Zoals met Menzis en UVIT was overeengekomen, zullen wij aan u vanaf nu de door Menzis en UVIT aangewezen preferente geneesmiddelen afleveren. Deze geneesmiddelen zijn gelijkwaardig aan de geneesmiddelen die u van ons in het verleden afgeleverd heeft gekregen. Alleen de fabrikant en de verpakking verschillen. Deze geneesmiddelen worden volledig door uw zorgverzekeraar vergoed.
Met vriendelijke groet,
[gedaagde 3],
[gedaagde 2],
[C],
[D],
[E], apothekers’
6.9. veroordeelt Apotheek [gedaagde 4] c.s. de onder 6.8 opgenomen tekst tot 15 september 2008 goed leesbaar op de homepage van haar website of hun websites zichtbaar te maken en te houden;
6.10. veroordeelt Apotheek [gedaagde 4] c.s. tot een onmiddellijk opeisbare dwangsom van EUR 2.500,00 voor iedere dag dat Apotheek [gedaagde 4] c.s. in gebreke blijven met de nakoming van de onder beslissingen 6.8 en/of 6.9 omschreven veroordelingen, met een maximum van EUR 250.000,00;
6.11. veroordeelt Apotheek Nieuwleusen c.s. aan de inwoners van Nieuwleusen, Lemelerveld en Dalfsen aan wie de in rechtsoverweging 2.9 genoemde brief is verzonden, binnen drie werkdagen na de betekening van dit vonnis een op briefpapier van Apotheek Nieuwleusen c.s. gestelde brief te zenden van de navolgende inhoud, zonder enige toevoeging of enig commentaar, in welke vorm dan ook:
‘Geachte heer, mevrouw,
In juni jl. stuurden wij u een brief met belangrijke informatie over de geneesmiddelenvoorziening in Nieuwleusen, Lemelerveld en Dalfsen.
De rechtbank heeft de inhoud van die brief als onrechtmatig bestempeld omdat wij u daarmee onjuist hebben geïnformeerd en de verzekeraars die in die brief worden genoemd, waaronder Menzis en UVIT, in een kwaad daglicht worden gesteld.

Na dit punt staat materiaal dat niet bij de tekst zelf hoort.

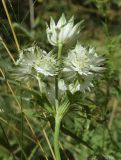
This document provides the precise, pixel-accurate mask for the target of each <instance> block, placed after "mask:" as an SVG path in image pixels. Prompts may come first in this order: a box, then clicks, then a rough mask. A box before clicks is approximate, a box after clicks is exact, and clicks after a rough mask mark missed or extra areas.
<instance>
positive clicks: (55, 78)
mask: <svg viewBox="0 0 121 160" xmlns="http://www.w3.org/2000/svg"><path fill="white" fill-rule="evenodd" d="M61 54H62V44H59V45H58V55H57V59H58V67H59V69H60V65H61ZM58 80H59V71H58V75H56V77H55V106H56V115H55V132H54V152H55V157H56V160H61V157H60V151H59V131H60V123H61V119H60V118H59V116H58V107H59V100H58Z"/></svg>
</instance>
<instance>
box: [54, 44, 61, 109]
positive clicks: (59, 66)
mask: <svg viewBox="0 0 121 160" xmlns="http://www.w3.org/2000/svg"><path fill="white" fill-rule="evenodd" d="M61 54H62V44H60V45H58V56H57V59H58V67H60V64H61ZM58 78H59V76H58V75H56V76H55V106H56V109H57V108H58Z"/></svg>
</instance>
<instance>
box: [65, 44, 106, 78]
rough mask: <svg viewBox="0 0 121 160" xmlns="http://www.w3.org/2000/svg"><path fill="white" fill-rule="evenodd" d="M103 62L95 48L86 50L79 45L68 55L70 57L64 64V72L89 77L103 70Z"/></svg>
mask: <svg viewBox="0 0 121 160" xmlns="http://www.w3.org/2000/svg"><path fill="white" fill-rule="evenodd" d="M103 61H104V58H102V57H101V56H98V55H97V54H96V52H95V50H94V48H89V49H86V48H84V47H82V45H81V44H79V43H77V45H76V47H75V49H73V50H71V51H70V52H69V53H68V57H67V58H66V59H65V62H64V64H65V68H64V70H63V71H64V72H72V74H74V73H78V74H79V75H85V76H87V75H90V74H93V73H98V72H99V71H101V70H103V69H104V67H102V63H103Z"/></svg>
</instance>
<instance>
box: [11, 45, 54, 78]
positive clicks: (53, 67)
mask: <svg viewBox="0 0 121 160" xmlns="http://www.w3.org/2000/svg"><path fill="white" fill-rule="evenodd" d="M16 66H17V68H16V69H15V70H14V73H13V75H14V76H15V77H16V79H18V80H22V79H24V80H28V79H29V78H30V76H36V75H37V73H38V74H40V75H41V76H45V77H47V76H53V75H55V69H56V67H55V66H56V60H55V58H54V57H53V56H51V53H48V54H47V53H46V51H44V50H42V49H40V48H39V47H37V46H34V47H30V48H27V49H23V50H22V51H20V54H19V59H18V60H17V62H16Z"/></svg>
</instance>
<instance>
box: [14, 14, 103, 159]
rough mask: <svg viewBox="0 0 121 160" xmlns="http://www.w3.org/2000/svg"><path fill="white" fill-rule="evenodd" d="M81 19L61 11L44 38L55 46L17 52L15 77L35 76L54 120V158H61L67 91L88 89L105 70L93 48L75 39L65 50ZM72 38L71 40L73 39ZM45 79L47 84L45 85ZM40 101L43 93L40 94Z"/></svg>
mask: <svg viewBox="0 0 121 160" xmlns="http://www.w3.org/2000/svg"><path fill="white" fill-rule="evenodd" d="M81 23H82V21H81V22H79V23H77V24H76V25H74V17H72V18H71V19H70V20H69V21H67V20H66V18H65V16H64V14H62V16H61V18H60V19H59V21H58V23H57V24H55V22H54V20H53V18H51V20H50V27H48V25H47V38H48V41H49V43H50V44H51V45H53V46H56V47H57V48H58V53H56V52H55V51H56V50H53V51H50V52H49V53H47V52H46V51H44V50H43V49H40V48H39V47H37V46H33V47H30V48H27V49H24V50H22V51H20V57H19V59H18V60H17V62H16V66H17V67H16V69H15V72H14V75H15V76H16V79H17V80H22V79H24V80H29V79H30V78H31V77H34V78H35V79H36V80H37V81H38V86H39V88H40V92H41V93H42V92H43V89H42V85H43V83H44V84H45V86H44V97H46V100H47V101H46V102H44V103H42V104H41V107H44V109H46V111H47V112H48V113H49V114H51V116H53V117H54V119H55V133H54V151H55V157H56V160H60V159H61V156H60V152H59V131H60V124H61V121H62V119H63V117H64V116H66V113H68V111H69V108H70V106H71V101H70V100H69V98H68V93H70V94H71V95H74V94H75V93H76V92H80V93H81V92H85V91H90V90H91V87H93V78H94V77H95V75H97V74H99V73H101V71H103V70H104V67H103V62H104V58H103V57H101V56H98V55H97V53H96V52H95V50H94V48H87V47H83V46H82V45H81V44H80V43H79V42H77V44H76V46H75V48H74V49H71V46H70V50H66V52H67V53H66V54H63V53H65V51H64V47H63V46H64V45H66V44H70V42H71V43H74V41H75V40H76V39H77V37H78V36H79V33H80V27H81ZM73 40H74V41H73ZM46 82H47V83H48V84H46ZM40 96H41V100H42V99H43V94H40Z"/></svg>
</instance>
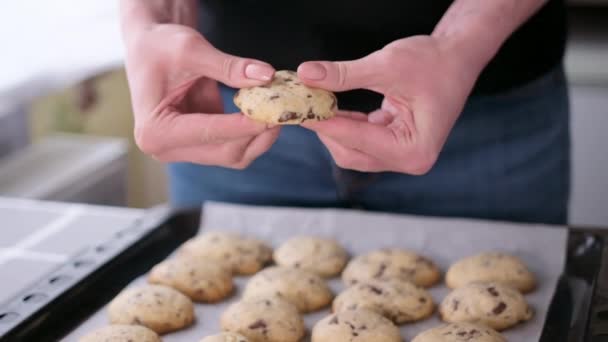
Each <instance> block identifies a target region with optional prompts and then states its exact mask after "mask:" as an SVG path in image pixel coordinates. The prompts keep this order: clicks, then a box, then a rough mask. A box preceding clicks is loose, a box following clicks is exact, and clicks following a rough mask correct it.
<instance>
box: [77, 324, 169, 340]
mask: <svg viewBox="0 0 608 342" xmlns="http://www.w3.org/2000/svg"><path fill="white" fill-rule="evenodd" d="M110 341H111V342H135V341H137V342H160V337H159V336H158V334H157V333H155V332H154V331H152V330H150V329H148V328H146V327H143V326H141V325H125V324H113V325H108V326H105V327H103V328H99V329H97V330H94V331H92V332H90V333H89V334H87V335H85V336H83V337H81V338H80V340H79V342H110Z"/></svg>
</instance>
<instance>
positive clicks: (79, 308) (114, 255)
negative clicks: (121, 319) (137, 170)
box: [0, 207, 200, 342]
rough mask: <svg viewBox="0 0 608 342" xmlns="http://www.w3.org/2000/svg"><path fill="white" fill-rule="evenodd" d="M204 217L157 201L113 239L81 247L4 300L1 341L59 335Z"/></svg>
mask: <svg viewBox="0 0 608 342" xmlns="http://www.w3.org/2000/svg"><path fill="white" fill-rule="evenodd" d="M199 221H200V211H199V212H195V211H173V210H171V209H170V208H168V207H157V208H154V209H150V210H149V212H148V213H146V215H144V217H143V218H142V219H140V220H137V221H135V222H134V223H133V224H132V225H131V226H129V227H127V228H126V229H124V230H121V231H119V232H117V233H116V234H115V235H114V236H113V237H112V238H111V239H110V240H107V241H103V242H101V243H100V244H97V245H95V246H93V247H91V248H87V249H85V250H83V251H81V252H79V253H77V254H76V255H75V256H74V257H73V258H72V259H71V260H70V261H69V262H67V263H65V264H63V265H62V266H60V267H58V268H56V269H55V270H53V271H52V272H50V273H49V274H47V275H46V276H44V277H42V278H41V279H39V280H38V281H37V282H35V283H34V284H33V285H32V286H30V287H29V288H27V289H25V290H24V291H22V292H20V293H19V294H17V295H16V296H15V297H14V298H13V299H11V300H8V301H6V302H5V303H3V304H0V341H2V342H5V341H11V342H15V341H58V340H60V339H61V338H62V337H63V336H65V335H66V334H67V333H68V332H69V331H71V330H72V329H73V328H74V327H75V326H77V325H78V324H80V323H81V322H82V321H83V320H85V319H86V318H87V317H89V316H90V315H92V314H93V313H94V312H95V311H96V310H98V309H99V308H100V307H102V306H103V305H105V304H106V303H107V302H108V301H110V300H111V298H112V297H114V296H115V295H116V294H117V293H118V292H119V291H120V290H121V289H122V288H124V287H125V286H126V285H127V284H128V283H129V282H130V281H131V280H132V279H133V278H134V277H136V276H137V275H139V274H142V273H145V272H147V271H148V270H149V269H150V268H151V267H152V266H153V265H154V264H156V263H158V262H159V261H161V260H162V259H164V258H165V257H167V256H168V255H169V254H170V253H171V252H172V251H173V250H175V249H176V248H177V247H178V246H179V245H180V244H182V243H183V242H184V241H186V240H187V239H189V238H190V237H192V236H194V235H196V233H197V232H198V228H199ZM127 265H128V266H127Z"/></svg>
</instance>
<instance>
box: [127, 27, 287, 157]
mask: <svg viewBox="0 0 608 342" xmlns="http://www.w3.org/2000/svg"><path fill="white" fill-rule="evenodd" d="M133 26H134V27H129V25H128V24H123V36H124V41H125V45H126V53H127V57H126V70H127V76H128V80H129V87H130V90H131V99H132V106H133V111H134V115H135V141H136V143H137V145H138V146H139V148H140V149H141V150H142V151H143V152H144V153H146V154H149V155H152V156H153V157H154V158H156V159H158V160H160V161H163V162H192V163H197V164H204V165H215V166H223V167H228V168H235V169H243V168H245V167H247V166H248V165H249V164H250V163H251V162H252V161H253V160H255V159H256V158H257V157H259V156H260V155H261V154H263V153H264V152H266V151H267V150H268V149H269V148H270V147H271V146H272V144H273V143H274V141H275V140H276V138H277V137H278V134H279V128H278V127H274V128H269V127H267V126H266V125H264V124H260V123H256V122H254V121H252V120H250V119H249V118H247V117H246V116H245V115H243V114H241V113H233V114H222V113H223V104H222V100H221V96H220V93H219V89H218V84H217V81H219V82H222V83H224V84H226V85H228V86H231V87H234V88H243V87H250V86H256V85H261V84H264V83H267V82H269V81H270V79H271V78H272V75H273V74H274V69H273V68H272V67H271V66H270V65H268V64H267V63H264V62H261V61H257V60H253V59H246V58H239V57H235V56H231V55H228V54H226V53H223V52H221V51H219V50H217V49H216V48H214V47H213V46H212V45H211V44H210V43H209V42H208V41H207V40H206V39H205V38H204V37H203V36H202V35H201V34H199V33H198V32H197V31H196V30H194V29H192V28H190V27H188V26H185V25H177V24H149V25H139V26H137V25H133Z"/></svg>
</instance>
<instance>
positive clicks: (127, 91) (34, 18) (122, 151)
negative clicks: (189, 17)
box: [0, 0, 608, 226]
mask: <svg viewBox="0 0 608 342" xmlns="http://www.w3.org/2000/svg"><path fill="white" fill-rule="evenodd" d="M569 7H570V10H569V11H570V36H569V46H568V52H567V58H566V67H567V72H568V77H569V80H570V83H571V87H570V90H571V95H572V110H573V115H572V129H573V144H574V147H573V167H574V170H573V173H574V174H573V189H572V190H573V193H572V202H571V223H572V224H587V225H602V226H608V138H607V136H608V133H607V132H608V0H571V1H569ZM0 46H1V47H2V49H1V50H0V196H10V197H22V198H35V199H46V200H58V201H73V202H85V203H93V204H106V205H118V206H129V207H149V206H151V205H155V204H158V203H162V202H165V201H166V200H167V186H166V179H165V170H164V167H163V166H162V165H161V164H159V163H157V162H155V161H154V160H152V159H150V158H148V157H146V156H144V155H143V154H142V153H140V152H139V151H138V150H137V148H136V146H135V145H134V143H133V138H132V127H133V122H132V115H131V106H130V102H129V94H128V86H127V83H126V77H125V73H124V70H123V69H122V56H123V48H122V43H121V40H120V34H119V27H118V11H117V1H115V0H87V1H79V0H53V1H38V0H20V1H2V3H1V4H0Z"/></svg>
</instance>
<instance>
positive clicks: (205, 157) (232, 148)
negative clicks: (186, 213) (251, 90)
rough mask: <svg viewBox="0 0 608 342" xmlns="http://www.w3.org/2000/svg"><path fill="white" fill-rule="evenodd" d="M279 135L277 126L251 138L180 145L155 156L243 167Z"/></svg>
mask: <svg viewBox="0 0 608 342" xmlns="http://www.w3.org/2000/svg"><path fill="white" fill-rule="evenodd" d="M278 135H279V128H278V127H277V128H275V129H272V130H269V131H266V132H264V133H262V134H260V135H258V136H256V137H253V138H241V139H237V140H234V141H231V142H228V143H223V144H213V145H205V146H190V147H182V148H177V149H173V150H170V151H167V152H165V153H162V154H160V155H158V156H157V159H159V160H161V161H163V162H191V163H196V164H201V165H216V166H224V167H230V168H235V169H243V168H245V167H247V166H248V165H249V164H251V162H252V161H254V160H255V159H256V158H258V157H259V156H260V155H262V154H263V153H264V152H266V151H267V150H268V149H269V148H270V147H271V146H272V144H273V143H274V142H275V140H276V139H277V137H278Z"/></svg>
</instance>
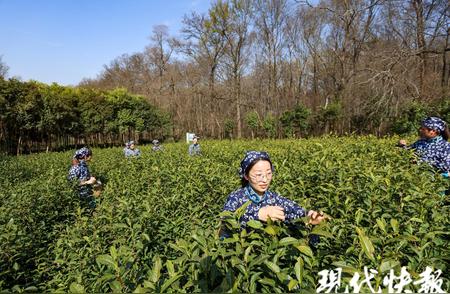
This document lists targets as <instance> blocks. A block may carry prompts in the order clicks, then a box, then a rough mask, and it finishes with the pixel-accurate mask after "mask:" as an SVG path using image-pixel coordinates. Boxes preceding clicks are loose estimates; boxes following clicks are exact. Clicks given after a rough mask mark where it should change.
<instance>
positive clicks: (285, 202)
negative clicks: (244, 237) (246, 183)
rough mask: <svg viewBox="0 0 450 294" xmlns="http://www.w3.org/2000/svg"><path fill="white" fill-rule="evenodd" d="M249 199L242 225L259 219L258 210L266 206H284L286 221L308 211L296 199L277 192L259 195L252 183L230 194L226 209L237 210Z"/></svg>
mask: <svg viewBox="0 0 450 294" xmlns="http://www.w3.org/2000/svg"><path fill="white" fill-rule="evenodd" d="M247 201H251V203H250V205H249V206H247V209H246V211H245V213H244V215H243V216H242V217H241V218H240V223H241V226H242V227H245V226H246V224H247V222H248V221H250V220H259V217H258V212H259V210H260V209H261V208H262V207H264V206H281V207H283V208H284V215H285V217H286V220H285V222H289V221H290V220H293V219H296V218H300V217H304V216H306V214H307V211H306V210H305V209H304V208H302V207H300V206H299V205H298V204H297V203H295V202H294V201H291V200H289V199H286V198H284V197H282V196H280V195H278V194H277V193H275V192H272V191H269V190H268V191H266V192H265V193H264V196H263V197H259V196H258V194H256V192H255V191H254V190H253V189H252V188H251V186H250V185H248V186H246V187H244V188H241V189H238V190H236V191H234V192H232V193H231V194H230V195H228V198H227V201H226V203H225V206H224V208H223V209H224V210H226V211H232V212H234V211H236V210H237V209H238V208H239V207H241V206H242V205H244V203H246V202H247Z"/></svg>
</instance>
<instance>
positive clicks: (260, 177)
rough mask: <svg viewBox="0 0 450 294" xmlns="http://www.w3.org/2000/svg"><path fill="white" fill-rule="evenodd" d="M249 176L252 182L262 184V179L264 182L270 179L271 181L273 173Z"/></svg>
mask: <svg viewBox="0 0 450 294" xmlns="http://www.w3.org/2000/svg"><path fill="white" fill-rule="evenodd" d="M249 176H250V178H251V179H252V180H253V181H257V182H262V181H264V179H265V180H270V179H272V177H273V173H272V172H268V173H265V174H263V173H258V174H256V175H249Z"/></svg>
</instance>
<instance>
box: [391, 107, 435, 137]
mask: <svg viewBox="0 0 450 294" xmlns="http://www.w3.org/2000/svg"><path fill="white" fill-rule="evenodd" d="M429 113H430V107H429V106H426V105H424V104H422V103H418V102H412V103H410V104H409V105H408V106H407V107H406V109H405V111H404V112H403V114H402V116H401V117H400V118H399V119H397V120H396V121H395V122H394V124H393V125H392V131H393V132H394V133H396V134H415V133H417V129H418V126H420V122H421V121H422V120H423V119H424V118H425V117H427V116H428V115H429Z"/></svg>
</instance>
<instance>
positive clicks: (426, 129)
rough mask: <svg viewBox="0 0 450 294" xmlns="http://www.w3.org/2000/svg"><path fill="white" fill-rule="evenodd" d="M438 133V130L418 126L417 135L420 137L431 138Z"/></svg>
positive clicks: (433, 137) (429, 138)
mask: <svg viewBox="0 0 450 294" xmlns="http://www.w3.org/2000/svg"><path fill="white" fill-rule="evenodd" d="M437 135H438V132H437V131H435V130H432V129H429V128H426V127H420V128H419V136H420V137H421V138H422V139H432V138H434V137H436V136H437Z"/></svg>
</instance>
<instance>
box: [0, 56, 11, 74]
mask: <svg viewBox="0 0 450 294" xmlns="http://www.w3.org/2000/svg"><path fill="white" fill-rule="evenodd" d="M2 58H3V56H2V55H0V78H3V79H4V78H6V76H7V75H8V71H9V67H8V65H6V63H5V62H3V61H2Z"/></svg>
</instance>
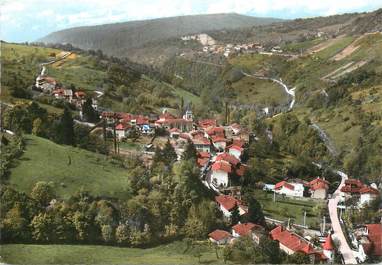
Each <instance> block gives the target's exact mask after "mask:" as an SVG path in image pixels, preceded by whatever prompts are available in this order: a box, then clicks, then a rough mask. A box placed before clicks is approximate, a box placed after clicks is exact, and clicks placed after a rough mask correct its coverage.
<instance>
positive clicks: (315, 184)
mask: <svg viewBox="0 0 382 265" xmlns="http://www.w3.org/2000/svg"><path fill="white" fill-rule="evenodd" d="M308 187H309V191H310V194H311V195H310V196H311V197H312V198H314V199H326V197H327V196H328V190H329V182H328V181H326V180H325V179H321V178H319V177H318V178H316V179H314V180H312V181H310V182H309V183H308Z"/></svg>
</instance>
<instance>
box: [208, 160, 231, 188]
mask: <svg viewBox="0 0 382 265" xmlns="http://www.w3.org/2000/svg"><path fill="white" fill-rule="evenodd" d="M211 169H212V174H211V178H212V184H213V185H214V186H216V187H227V186H228V182H229V174H230V173H231V172H232V167H231V164H230V163H228V162H226V161H224V160H222V161H216V162H215V163H214V164H213V165H212V168H211Z"/></svg>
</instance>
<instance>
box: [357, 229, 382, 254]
mask: <svg viewBox="0 0 382 265" xmlns="http://www.w3.org/2000/svg"><path fill="white" fill-rule="evenodd" d="M354 234H355V236H356V238H357V241H358V242H359V244H360V245H361V246H362V249H363V251H364V252H365V253H366V254H367V255H369V256H377V257H381V256H382V224H366V225H364V226H361V227H360V228H358V229H356V230H355V233H354Z"/></svg>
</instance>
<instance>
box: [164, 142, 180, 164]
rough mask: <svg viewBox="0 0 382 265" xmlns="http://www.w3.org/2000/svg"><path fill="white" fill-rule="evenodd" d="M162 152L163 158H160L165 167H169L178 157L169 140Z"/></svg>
mask: <svg viewBox="0 0 382 265" xmlns="http://www.w3.org/2000/svg"><path fill="white" fill-rule="evenodd" d="M162 152H163V158H162V159H163V160H162V161H163V162H164V163H165V164H166V165H171V164H172V163H174V162H175V161H176V159H177V158H178V155H177V154H176V152H175V149H174V147H173V146H172V144H171V143H170V141H169V140H167V142H166V144H165V146H164V148H163V150H162Z"/></svg>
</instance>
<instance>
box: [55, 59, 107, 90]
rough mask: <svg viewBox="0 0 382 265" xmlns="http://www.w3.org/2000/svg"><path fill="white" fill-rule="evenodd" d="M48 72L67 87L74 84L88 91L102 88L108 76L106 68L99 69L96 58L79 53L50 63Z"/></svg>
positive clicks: (64, 85)
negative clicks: (60, 61)
mask: <svg viewBox="0 0 382 265" xmlns="http://www.w3.org/2000/svg"><path fill="white" fill-rule="evenodd" d="M47 73H48V75H50V76H52V77H54V78H56V79H57V80H58V81H59V82H60V83H62V84H63V85H64V86H66V87H68V86H70V84H74V85H75V86H76V88H77V89H84V90H88V91H93V90H95V89H97V88H102V87H103V84H104V80H105V78H106V77H107V74H106V72H105V71H104V70H101V69H97V63H96V61H95V59H94V58H92V57H90V56H84V55H79V54H75V56H72V57H70V56H69V57H68V58H66V59H64V60H63V61H61V62H58V63H55V64H53V65H49V66H48V68H47Z"/></svg>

Zoals met Menzis en UVIT was overeengekomen, zullen wij aan u vanaf nu de door Menzis en UVIT aangewezen preferente geneesmiddelen afleveren. Deze geneesmiddelen zijn gelijkwaardig aan de geneesmiddelen die u van ons in het verleden afgeleverd heeft gekregen. Alleen de fabrikant en de verpakking verschillen. Deze geneesmiddelen worden volledig door uw zorgverzekeraar vergoed.
Met vriendelijke groet,
[F],
[G],
[H],
[I],
[J], apothekers’
6.12. veroordeelt Apotheek Nieuwleusen c.s. de onder beslissing 6.11 opgenomen tekst tot 15 september 2008 goed leesbaar op de homepage van haar website of hun websites zichtbaar te maken en te houden;
6.13. veroordeelt Apotheek Nieuwleusen c.s. tot een onmiddellijk opeisbare dwangsom van EUR 2.500,00 voor iedere dag dat Apotheek Nieuwleusen c.s. in gebreke blijven met de nakoming van de in de beslissingen 6.11 en/of 6.12 omschreven veroordelingen, met een maximum van EUR 250.000,00;
in voorwaardelijke reconventie:
6.14. wijst de vorderingen af,
in conventie en in voorwaardelijke reconventie
6.15. veroordeelt Apotheek [gedaagde 1] c.s. hoofdelijk, des dat de één betalende de ander zal zijn bevrijd, in de proceskosten, aan de zijde van Menzis c.s. en UVIT tot op heden begroot op EUR 1.604,00, te vermeerderen met de wettelijke rente over dit bedrag vanaf de veertiende dag na betekening van dit vonnis tot de dag van volledige betaling,
6.16. verklaart dit vonnis uitvoerbaar bij voorraad;
6.17. wijst af het meer of anders gevorderde.
Dit vonnis is gewezen door mr. T.R. Hidma en in het openbaar uitgesproken op 26 augustus 2008.